Boris raccroche. Il ne se sent pas bien. Il a mal aux doigts, aux articulations. Une grosse lourdeur écrase sa tête. Ce qu’il redoutait le plus est en train d’arriver.

Tout se mélange et se perd. Il n’a plus aucune idée et ne ressent que de la colère, mêlée à de la tristesse, à de la hargne, de la haine envers lui-même. Il retrouve son état de vide sans fond.

Penché en avant, assis dans le fauteuil du séjour, le visage tourné vers le bas, le téléphone encore dans sa main droite, il sent une nouvelle descente aux enfers s’abattre sur ses épaules.

Cela fait maintenant plusieurs jours qu’il n’est pas sorti. Les fenêtres fermées, les volets à moitié clos laissent néanmoins passer un petit rai de lumière. Il est effondré, ne trouve pas le sommeil. De toute façon il ne sent pas la fatigue, un état de manque ; manque d’écrire ? Manque de… Il réalise soudain que la pâtisserie est ouverte. Il se lève dans des craquements de vertèbres. Un brin de toilette sans réelle amélioration et il franchit la porte de son monastère aux calvaires. 

Il connaît le chemin par cœur, plus besoin d’être orienté par le balayeur des rues. Il se souvient de son attitude avec Violette. Elle est si douce. Comment a-t-il pu être si grossier ? Il se rend compte qu’il n’a pas été le plus agréable des clients : perdu dans son vide, à partir brusquement comme un voleur… Aujourd’hui, il lui présentera ses excuses et fera tout pour être accepté par cette si jolie vendeuse. 

Plus il avance, plus sa confiance est mise à l’épreuve : et s’il n’y a pas de place ? Si sa table habituelle est prise ? Et si elle ne le laisse pas entrer, étant fatiguée de ses agissements ?

C’est donc dans cette incertitude qu’il franchit la porte, avec l’irrépressible envie de conquérir Violette. La main encore sur la poignée, il la regarde droit dans les yeux et par un geste comique, il se met à genoux pour commencer son plaidoyer :

  • Chère Demoiselle, à genoux, je vous implore de me donner votre pardon sur mes agissements passés. Je ne sais ce qui m’a pris, mais voici déjà la monnaie pour la dernière fois et que, du fond de mon coeur, vous m’acceptiez une nouvelle fois ! Oserais-je vous demander votre prénom ?… Avant votre main !

Boris a toujours eu de l’humour. Sa personnalité qui marquait les gens. Toujours le mot pour rire, toujours une attention bienveillante, une façon d’être qui donnait facilement confiance aux gens.
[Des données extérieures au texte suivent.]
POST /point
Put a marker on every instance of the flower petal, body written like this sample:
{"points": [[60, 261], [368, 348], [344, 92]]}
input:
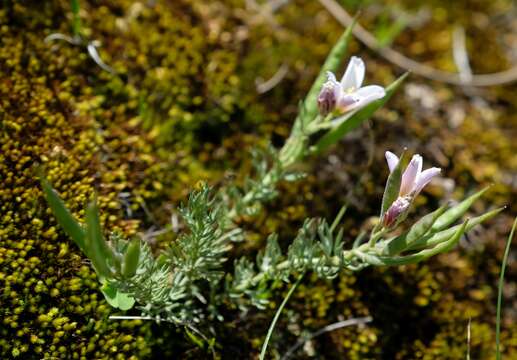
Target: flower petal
{"points": [[392, 160], [424, 178], [354, 74], [410, 175], [360, 98]]}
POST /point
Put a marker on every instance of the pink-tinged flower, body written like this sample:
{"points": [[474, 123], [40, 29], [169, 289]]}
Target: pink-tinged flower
{"points": [[413, 178], [348, 95], [412, 182], [399, 206]]}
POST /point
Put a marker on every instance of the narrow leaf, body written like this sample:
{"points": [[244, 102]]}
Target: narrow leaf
{"points": [[335, 134], [436, 238], [65, 219], [442, 247], [131, 259], [96, 246], [454, 213], [332, 63], [417, 231], [125, 301], [338, 218]]}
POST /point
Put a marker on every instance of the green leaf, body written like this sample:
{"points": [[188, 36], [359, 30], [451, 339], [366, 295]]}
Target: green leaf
{"points": [[116, 298], [442, 247], [335, 134], [391, 192], [65, 219], [110, 294], [332, 63], [417, 231], [454, 213], [125, 301], [97, 249], [272, 255], [196, 340], [439, 237], [131, 258], [338, 218]]}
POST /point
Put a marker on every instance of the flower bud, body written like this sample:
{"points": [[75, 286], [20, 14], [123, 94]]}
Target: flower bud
{"points": [[327, 98], [395, 211]]}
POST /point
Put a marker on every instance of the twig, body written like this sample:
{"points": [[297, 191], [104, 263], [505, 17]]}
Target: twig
{"points": [[497, 78], [468, 339], [265, 86], [460, 55], [500, 293], [328, 328]]}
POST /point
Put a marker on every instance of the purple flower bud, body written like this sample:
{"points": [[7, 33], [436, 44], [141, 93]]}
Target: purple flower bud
{"points": [[397, 209]]}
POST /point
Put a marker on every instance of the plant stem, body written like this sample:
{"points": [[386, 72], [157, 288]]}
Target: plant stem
{"points": [[500, 293], [335, 261], [277, 316]]}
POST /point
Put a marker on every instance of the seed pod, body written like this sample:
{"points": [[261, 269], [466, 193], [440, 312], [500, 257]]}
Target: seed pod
{"points": [[131, 258]]}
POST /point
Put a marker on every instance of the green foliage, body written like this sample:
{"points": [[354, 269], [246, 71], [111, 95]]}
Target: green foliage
{"points": [[347, 123], [392, 189], [309, 108]]}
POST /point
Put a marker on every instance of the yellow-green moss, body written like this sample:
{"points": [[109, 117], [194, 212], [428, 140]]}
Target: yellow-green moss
{"points": [[182, 107]]}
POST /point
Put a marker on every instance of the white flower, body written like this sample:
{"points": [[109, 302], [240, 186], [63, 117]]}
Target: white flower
{"points": [[413, 178], [348, 95], [412, 182]]}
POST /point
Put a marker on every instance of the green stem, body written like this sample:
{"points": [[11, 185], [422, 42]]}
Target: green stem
{"points": [[335, 261], [500, 292], [277, 316], [376, 236]]}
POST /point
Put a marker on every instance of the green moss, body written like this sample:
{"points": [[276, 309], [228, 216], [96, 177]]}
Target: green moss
{"points": [[183, 108]]}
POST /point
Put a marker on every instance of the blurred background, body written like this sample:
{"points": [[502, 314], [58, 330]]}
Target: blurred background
{"points": [[192, 87]]}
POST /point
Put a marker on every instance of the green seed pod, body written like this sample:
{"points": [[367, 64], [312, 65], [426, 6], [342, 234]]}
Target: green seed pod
{"points": [[131, 259]]}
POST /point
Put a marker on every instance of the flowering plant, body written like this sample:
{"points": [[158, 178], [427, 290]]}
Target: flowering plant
{"points": [[187, 283]]}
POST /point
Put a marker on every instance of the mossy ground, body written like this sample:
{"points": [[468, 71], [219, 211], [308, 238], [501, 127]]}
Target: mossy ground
{"points": [[182, 108]]}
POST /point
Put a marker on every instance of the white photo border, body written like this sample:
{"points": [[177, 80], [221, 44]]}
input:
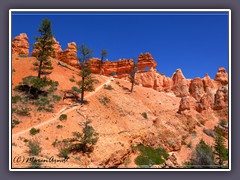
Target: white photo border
{"points": [[116, 10]]}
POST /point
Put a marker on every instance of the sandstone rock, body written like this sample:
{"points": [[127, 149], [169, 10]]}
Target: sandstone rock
{"points": [[206, 102], [222, 76], [69, 55], [180, 84], [146, 60], [186, 103], [167, 83], [207, 83], [178, 77], [20, 45], [221, 98], [151, 79], [181, 89], [56, 47], [196, 88]]}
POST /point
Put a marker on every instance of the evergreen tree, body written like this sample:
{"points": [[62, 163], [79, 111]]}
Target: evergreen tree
{"points": [[103, 55], [219, 147], [202, 157], [44, 48], [86, 84], [132, 75], [83, 141]]}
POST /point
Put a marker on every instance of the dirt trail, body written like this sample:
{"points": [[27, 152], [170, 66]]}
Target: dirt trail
{"points": [[63, 110]]}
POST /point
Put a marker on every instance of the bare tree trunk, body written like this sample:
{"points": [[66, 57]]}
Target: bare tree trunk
{"points": [[39, 69], [101, 66], [82, 93]]}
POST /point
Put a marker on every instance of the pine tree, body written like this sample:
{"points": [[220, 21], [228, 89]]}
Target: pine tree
{"points": [[219, 147], [103, 55], [132, 75], [83, 141], [44, 48], [87, 82]]}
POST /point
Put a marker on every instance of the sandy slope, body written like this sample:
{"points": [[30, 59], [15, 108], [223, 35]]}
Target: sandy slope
{"points": [[119, 123]]}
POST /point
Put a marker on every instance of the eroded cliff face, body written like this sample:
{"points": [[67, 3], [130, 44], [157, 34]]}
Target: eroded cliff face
{"points": [[56, 48], [69, 56], [20, 45]]}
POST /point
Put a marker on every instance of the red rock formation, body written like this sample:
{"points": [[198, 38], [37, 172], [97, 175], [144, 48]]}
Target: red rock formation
{"points": [[222, 76], [146, 60], [196, 88], [167, 83], [177, 77], [56, 47], [207, 83], [180, 84], [95, 65], [186, 103], [206, 102], [150, 79], [20, 45], [221, 98], [119, 67], [69, 55]]}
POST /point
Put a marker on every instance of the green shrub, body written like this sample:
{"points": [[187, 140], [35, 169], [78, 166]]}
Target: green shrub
{"points": [[117, 82], [56, 98], [63, 152], [150, 157], [108, 87], [59, 126], [35, 64], [55, 143], [194, 133], [144, 115], [104, 100], [189, 145], [22, 55], [23, 111], [220, 150], [34, 147], [72, 80], [34, 131], [202, 157], [15, 122], [63, 117], [82, 142], [209, 132], [76, 89], [223, 123]]}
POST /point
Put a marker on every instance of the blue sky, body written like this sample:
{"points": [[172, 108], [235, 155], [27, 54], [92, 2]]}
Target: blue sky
{"points": [[196, 42]]}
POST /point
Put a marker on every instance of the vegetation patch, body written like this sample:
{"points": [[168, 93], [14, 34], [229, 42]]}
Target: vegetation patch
{"points": [[150, 156], [144, 114], [63, 117], [108, 87], [202, 157], [34, 147], [104, 100], [22, 111], [209, 132], [34, 131], [72, 80], [16, 98], [59, 126], [76, 89], [15, 122]]}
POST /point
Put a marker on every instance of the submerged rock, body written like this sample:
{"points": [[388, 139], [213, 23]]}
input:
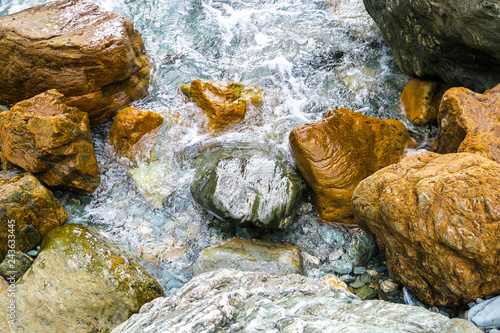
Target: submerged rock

  • Bonjour Monsieur, je m’appelle Violette, répond-elle, surprise. Il est vrai que vous m’avez bien perturbée ces derniers temps. Je me demande ce qu’il se passe à chaque fois, car vous détalez comme un lapin après avoir mangé nos pièces. Je sais qu’elles sont délicieuses, mais je n’ai jamais pu constater pareil effet. 

Il explique, effectivement, que lui-même avait été surpris par l’effet incroyable qu’ont ces douceurs sur son état physique et mental ; qu’il est venu ici pour se reposer et retrouver un peu d’inspiration. Écrivain, il essaye de savoir si elle le connaît. Absolument pas. Elle n’a jamais entendu son nom. À part sur le petit bout de papier trouvé hier qu’elle garde dans sa poche.

Boris lui demande s’il ose s’asseoir afin de pouvoir déguster de nouveaux chefs d’oeuvre gustatifs, mais ne demande pas la carte : que Violette le surprenne ! 

  • Vous savez, tenant compte d’où je viens et après tout ce que j’ai pu voir, je n’ai jamais ressenti autant de plaisirs gustatifs. Tout est parfait. Votre établissement a quelque chose de magique… Il se lance alors dans des descriptions et divagations luxuriantes. 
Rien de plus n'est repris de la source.